3. La locataire a été placée en liquidation judiciaire et la société Mlconseils a été désignée en qualité de liquidateur judiciaire.
Examen du moyen
Enoncé du moyen
4. La bailleresse fait grief à l’arrêt d’ordonner la résolution du bail commercial à ses torts, de la condamner en conséquence à payer à la locataire une certaine somme en restitution du dépôt de garantie et de rejeter ses demandes, alors « que seule la gravité du comportement d’une partie à un contrat peut justifier que le juge en prononce la résolution ; qu’en retenant, pour faire droit à la demande de la société Pinon, locataire, en résolution judiciaire du contrat de location qu’elle avait conclu le 9 mai 2012 avec la SCI Gallieni Nanterre, que cette dernière avait manqué à son devoir d’information en ne joignant pas au contrat un état des risques naturels et technologiques établi moins de six mois avant sa conclusion, seul un état des risques naturels et technologiques datant du 2 octobre 2009 ayant été communiqué, sans rechercher si le manquement ainsi imputé à la bailleresse était d’une gravité suffisante, dans les circonstances de l’espèce, pour justifier la résiliation du contrat, la cour d’appel a privé sa décision de base légale au regard des articles L. 125-5 du code de l’environnement et 1184 du code civil, dans sa rédaction antérieure à celle issue de l’ordonnance n° 2016-131 du 10 février 2016. »
Réponse de la Cour
Vu l’article 1184 du code civil, dans sa rédaction antérieure à celle issue de l’ordonnance n° 2016-131 du 10 février 2016 :
5. Aux termes de ce texte, la condition résolutoire est toujours sous-entendue dans les contrats synallagmatiques, pour le cas où l’une des deux parties ne satisfera point à son engagement. Dans ce cas, le contrat n’est point résolu de plein droit. La partie envers laquelle l’engagement n’a point été exécuté, a le choix ou de forcer l’autre à l’exécution de la convention lorsqu’elle est possible, ou d’en demander la résolution avec dommages et intérêts. La résolution doit être demandée en justice, et il peut être accordé au défendeur un délai selon les circonstances.

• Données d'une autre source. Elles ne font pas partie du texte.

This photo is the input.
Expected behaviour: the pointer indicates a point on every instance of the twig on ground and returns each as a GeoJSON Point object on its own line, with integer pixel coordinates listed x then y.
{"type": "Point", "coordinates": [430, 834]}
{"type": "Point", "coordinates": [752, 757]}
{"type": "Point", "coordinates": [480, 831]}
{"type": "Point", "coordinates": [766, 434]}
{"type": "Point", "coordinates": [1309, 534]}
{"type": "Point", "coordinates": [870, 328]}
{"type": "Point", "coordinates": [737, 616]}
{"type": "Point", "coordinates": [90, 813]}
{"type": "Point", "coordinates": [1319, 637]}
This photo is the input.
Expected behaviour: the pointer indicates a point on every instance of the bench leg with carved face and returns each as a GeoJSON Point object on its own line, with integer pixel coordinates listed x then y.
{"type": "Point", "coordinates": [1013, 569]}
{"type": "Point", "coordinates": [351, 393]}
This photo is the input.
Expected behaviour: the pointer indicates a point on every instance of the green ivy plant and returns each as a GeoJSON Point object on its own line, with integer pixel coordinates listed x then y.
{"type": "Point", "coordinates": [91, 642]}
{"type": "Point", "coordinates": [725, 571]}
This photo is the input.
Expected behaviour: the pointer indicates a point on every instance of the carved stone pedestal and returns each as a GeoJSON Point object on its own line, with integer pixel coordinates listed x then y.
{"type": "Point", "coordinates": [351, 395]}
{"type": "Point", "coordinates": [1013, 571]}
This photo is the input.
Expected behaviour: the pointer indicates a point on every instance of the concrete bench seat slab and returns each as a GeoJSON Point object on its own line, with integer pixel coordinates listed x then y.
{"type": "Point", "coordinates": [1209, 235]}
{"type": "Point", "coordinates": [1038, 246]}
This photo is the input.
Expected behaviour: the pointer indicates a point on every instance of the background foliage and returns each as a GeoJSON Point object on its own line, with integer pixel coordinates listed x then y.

6. Pour ordonner la résolution du bail aux torts de la bailleresse, l’arrêt retient qu’alors que la communication d’un état des risques naturels et technologiques daté de moins de six mois constitue une obligation légale d’information à la charge de la bailleresse, seul un état des risques naturels et technologiques daté du 2 octobre 2009 a été communiqué par elle à la locataire, de sorte que celle-ci est en droit de poursuivre la résolution du contrat, sans avoir à justifier d’un quelconque préjudice.
7. En se déterminant ainsi, sans rechercher si le manquement imputé à la bailleresse était d’une gravité suffisante, dans les circonstances de l’espèce, pour justifier la résiliation du contrat de location, la cour d’appel n’a pas donné de base légale à sa décision.
PAR CES MOTIFS, la Cour :
CASSE ET ANNULE, en toutes ses dispositions, l’arrêt rendu le 2 février 2022, entre les parties, par la cour d’appel de Paris ;
Remet l’affaire et les parties dans l’état où elles se trouvaient avant cet arrêt et les renvoie devant la cour d’appel de Paris, autrement composée ;
Condamne la société Mlconseils, en sa qualité de liquidateur judiciaire de la société Pinon, aux dépens ;
En application de l’article 700 du code de procédure civile condamne la société Mlconseils, en sa qualité de liquidateur judiciaire de la société Pinon, à payer à la société civile immobilière Gallieni Nanterre la somme de 3 000 euros ;
Dit que sur les diligences du procureur général près la Cour de cassation, le présent arrêt sera transmis pour être transcrit en marge ou à la suite de l’arrêt cassé ;
Ainsi fait et jugé par la Cour de cassation, troisième chambre civile, et prononcé par le président en son audience publique du vingt et un septembre deux mille vingt-trois.